Nassau County is opening up some of its lifeguarding positions to certified 15-year-olds in an effort to fill about 100 vacant positions.

County Executive Bruce Blakeman said Nassau shared the same issue as municipalities around the nation, all scrambling to fill open positions at the start of summer.

The county currently has almost 200 lifeguards to oversee its numerous pools as well as swimming at Nickerson Beach. Blakeman says they need about 100 additional lifeguards.

“We are doing everything we can to recruit lifeguards,” Blakeman said Saturday, standing at the complex in North Woodmere Park that features three pools, a spray park and a waterslide. All county outdoor pools open on Monday.
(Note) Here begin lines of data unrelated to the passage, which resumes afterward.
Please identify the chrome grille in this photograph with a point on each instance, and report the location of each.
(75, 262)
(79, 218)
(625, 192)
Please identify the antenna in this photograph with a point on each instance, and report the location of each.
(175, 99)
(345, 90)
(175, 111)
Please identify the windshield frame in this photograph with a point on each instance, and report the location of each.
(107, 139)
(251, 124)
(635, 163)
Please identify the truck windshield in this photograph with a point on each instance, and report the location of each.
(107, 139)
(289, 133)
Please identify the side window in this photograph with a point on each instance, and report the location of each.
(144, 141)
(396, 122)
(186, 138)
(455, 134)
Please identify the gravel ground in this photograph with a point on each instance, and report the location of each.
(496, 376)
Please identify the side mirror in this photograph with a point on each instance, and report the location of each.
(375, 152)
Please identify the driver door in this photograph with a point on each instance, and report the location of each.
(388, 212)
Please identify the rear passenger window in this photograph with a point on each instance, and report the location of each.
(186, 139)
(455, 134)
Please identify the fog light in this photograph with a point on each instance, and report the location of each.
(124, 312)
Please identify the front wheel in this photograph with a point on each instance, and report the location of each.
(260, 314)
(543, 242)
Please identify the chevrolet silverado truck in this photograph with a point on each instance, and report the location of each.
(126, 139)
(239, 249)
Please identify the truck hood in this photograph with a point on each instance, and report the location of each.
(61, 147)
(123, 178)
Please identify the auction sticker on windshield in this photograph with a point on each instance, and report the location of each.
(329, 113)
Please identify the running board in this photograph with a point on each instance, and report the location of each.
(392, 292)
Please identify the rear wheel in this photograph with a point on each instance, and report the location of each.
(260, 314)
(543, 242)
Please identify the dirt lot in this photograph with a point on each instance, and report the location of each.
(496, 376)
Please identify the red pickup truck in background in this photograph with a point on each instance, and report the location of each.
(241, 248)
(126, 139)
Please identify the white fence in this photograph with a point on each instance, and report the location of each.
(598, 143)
“We're having free certifications, free training and now we've lowered the age for lifeguards in the wading pools to 15 years of age so that we can get more people into our lifeguard program,” he said.
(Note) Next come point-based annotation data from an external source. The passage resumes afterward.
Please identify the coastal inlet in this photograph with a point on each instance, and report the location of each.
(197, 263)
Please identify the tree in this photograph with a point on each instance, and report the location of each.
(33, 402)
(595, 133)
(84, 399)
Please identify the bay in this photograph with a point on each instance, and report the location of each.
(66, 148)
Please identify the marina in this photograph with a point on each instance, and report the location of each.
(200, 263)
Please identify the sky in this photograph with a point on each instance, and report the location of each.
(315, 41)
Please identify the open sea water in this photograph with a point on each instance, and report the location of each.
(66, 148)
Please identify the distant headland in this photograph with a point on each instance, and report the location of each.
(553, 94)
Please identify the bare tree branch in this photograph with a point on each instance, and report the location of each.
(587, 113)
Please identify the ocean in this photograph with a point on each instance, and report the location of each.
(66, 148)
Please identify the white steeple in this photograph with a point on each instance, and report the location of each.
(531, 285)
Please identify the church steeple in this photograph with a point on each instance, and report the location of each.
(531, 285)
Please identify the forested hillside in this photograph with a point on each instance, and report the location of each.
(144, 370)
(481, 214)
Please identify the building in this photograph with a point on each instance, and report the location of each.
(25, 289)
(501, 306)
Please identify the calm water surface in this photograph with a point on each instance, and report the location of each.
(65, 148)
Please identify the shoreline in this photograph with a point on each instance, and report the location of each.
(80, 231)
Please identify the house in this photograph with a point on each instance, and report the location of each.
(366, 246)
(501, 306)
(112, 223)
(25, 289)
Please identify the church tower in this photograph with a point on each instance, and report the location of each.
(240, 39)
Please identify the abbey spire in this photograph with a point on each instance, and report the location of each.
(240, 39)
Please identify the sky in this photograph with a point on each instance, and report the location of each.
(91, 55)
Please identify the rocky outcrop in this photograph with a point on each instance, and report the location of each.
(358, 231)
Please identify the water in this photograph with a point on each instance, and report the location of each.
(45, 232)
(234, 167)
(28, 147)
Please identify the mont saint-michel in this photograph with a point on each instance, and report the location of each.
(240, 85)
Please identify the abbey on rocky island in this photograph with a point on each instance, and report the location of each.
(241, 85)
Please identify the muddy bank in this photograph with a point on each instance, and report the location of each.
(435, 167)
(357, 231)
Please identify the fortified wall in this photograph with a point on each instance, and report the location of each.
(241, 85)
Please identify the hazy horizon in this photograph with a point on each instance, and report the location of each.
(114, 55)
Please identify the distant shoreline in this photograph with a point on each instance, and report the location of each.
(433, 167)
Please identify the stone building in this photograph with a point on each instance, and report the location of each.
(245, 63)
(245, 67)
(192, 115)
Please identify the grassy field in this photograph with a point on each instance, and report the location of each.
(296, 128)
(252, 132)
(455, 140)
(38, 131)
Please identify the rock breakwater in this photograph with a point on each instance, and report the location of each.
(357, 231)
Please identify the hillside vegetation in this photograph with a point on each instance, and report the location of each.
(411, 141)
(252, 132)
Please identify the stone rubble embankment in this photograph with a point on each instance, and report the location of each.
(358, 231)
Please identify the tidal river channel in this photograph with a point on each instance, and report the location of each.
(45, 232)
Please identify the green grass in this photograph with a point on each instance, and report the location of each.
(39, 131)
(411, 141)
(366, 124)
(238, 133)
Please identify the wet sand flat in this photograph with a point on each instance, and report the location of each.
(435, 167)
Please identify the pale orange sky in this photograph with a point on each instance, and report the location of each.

Pay for lifeguards at county facilities starts at $18 an hour.

According to the American Lifeguard Association, the current lifeguard shortage is impacting about one-third of pools around the country. Officials with that group said it could get worse when many lifeguards return to school in August.

The shortage stems in part from the early days of the COVID-19 pandemic when pools were closed and lifeguard certifications were halted for a time, officials said.

In addition, temporary work visas — vital for helping seasonal workers from overseas get employment in the United States — where also on hold during that time.

On Wednesday, Gov. Kathy Hochul announced a boost in pay for lifeguards at state-run pools and beaches. At downstate facilities, such as Jones Beach, starting pay will increase from $18.15 per hour to $22 an hour.

Suffolk County officials didn't immediately respond to a question about lifeguard staffing at county pools and beaches.

Lifeguards at Nassau County beaches and pools must have a current lifeguard certification issued by the Nassau County Department of Parks, Recreation and Museums. An up-to-date medical exam is needed before testing for any of the different levels or grades. There are different performance tests for lifeguarding at pools, calm water bathing beaches and ocean bathing beaches as well as supervisory lifeguard positions.

Some college kids may have a shorter summer break and are working at fast food restaurants, where they don’t need certification, Blakeman said. But he thinks more young people would apply to lifeguard if they knew about the opportunity.

“It's a great job,” he said of lifeguarding. “And you're performing a very important safety function by safeguarding our pools. So it's very rewarding.”